Aqui vim fustigar aquele fogo
do olhar que vislumbro lá no fundo
antes que cinzas de esquecimento
camadas de frio, musgo bolorento
venham cobrir de manto opaco
a luzinha que ilumina o nosso tempo.
Tempo de mudo entendimento,
a coberto de faróis extintos,
entre mares revoltuosos
em dias de âncoras soltas,
desbragadas velas loucas...
Não, o tempo não tem senso
e inocente leva e traz o amor,
em indeléveis palavras de marfim...
E sejam embora os seus voos
incipientes bátegas de vento,
pálida e serena, a gaivota volta sempre
a esse beiral
onde a espera o doce descanso
e abrigo do forte temporal .
Mas...
Por que não chove hoje sem perdão,
e não se faz a noite diluviana,
com esse mancial da emoção,
imanente e tão pungente,
na urgência imperiosa de te entrever?
Divisar-te entre a chuva, um perfil que vai
passando, mão que se mexe num aceno
de graciosidade e impavidez,
como quem atravessa o mundo
e volta sempre alguma vez, por um segundo
que seja, para saudar assim em gesto grácil
e desaparecer depois na bruma...
Não, não sou estrela, nem farol, nem tenho
o brilho da Lua ou calor do Sol de Agosto.

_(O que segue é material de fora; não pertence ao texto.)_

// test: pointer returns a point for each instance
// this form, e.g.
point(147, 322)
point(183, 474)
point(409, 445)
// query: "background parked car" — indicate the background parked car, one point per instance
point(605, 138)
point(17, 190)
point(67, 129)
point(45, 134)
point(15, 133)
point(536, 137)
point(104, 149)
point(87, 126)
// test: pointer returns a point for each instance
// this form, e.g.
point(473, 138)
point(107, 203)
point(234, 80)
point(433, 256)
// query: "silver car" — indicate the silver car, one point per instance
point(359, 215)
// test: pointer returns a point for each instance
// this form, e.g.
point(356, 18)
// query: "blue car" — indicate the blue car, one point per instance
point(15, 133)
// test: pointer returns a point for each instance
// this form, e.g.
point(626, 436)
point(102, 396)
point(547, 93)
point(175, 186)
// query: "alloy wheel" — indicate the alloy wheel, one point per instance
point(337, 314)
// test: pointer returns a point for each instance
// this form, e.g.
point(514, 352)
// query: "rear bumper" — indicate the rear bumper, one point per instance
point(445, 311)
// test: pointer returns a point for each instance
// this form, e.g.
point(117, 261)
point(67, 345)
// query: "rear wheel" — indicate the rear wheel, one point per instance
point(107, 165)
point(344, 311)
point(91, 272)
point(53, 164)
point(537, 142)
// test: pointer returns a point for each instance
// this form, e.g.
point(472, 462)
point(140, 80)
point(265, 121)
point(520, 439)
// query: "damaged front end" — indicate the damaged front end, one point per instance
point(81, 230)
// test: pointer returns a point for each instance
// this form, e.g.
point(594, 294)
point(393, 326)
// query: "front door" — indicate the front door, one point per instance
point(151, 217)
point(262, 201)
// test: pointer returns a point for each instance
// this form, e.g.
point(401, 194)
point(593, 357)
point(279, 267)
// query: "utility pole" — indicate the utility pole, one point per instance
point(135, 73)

Mas espero, sentada na encosta,
e sei que hás-de vir por um instante,
cometa errante, sorriso indefinível,
o gesto obscuro do olhar de barro
onde fervilha, puro, o amor que não me tens.
Virás, mas não verei mais do que esse gesto
esse aceno de modéstia, esparsas palavras sopradas
semeadas com alento ... e então depois silêncio.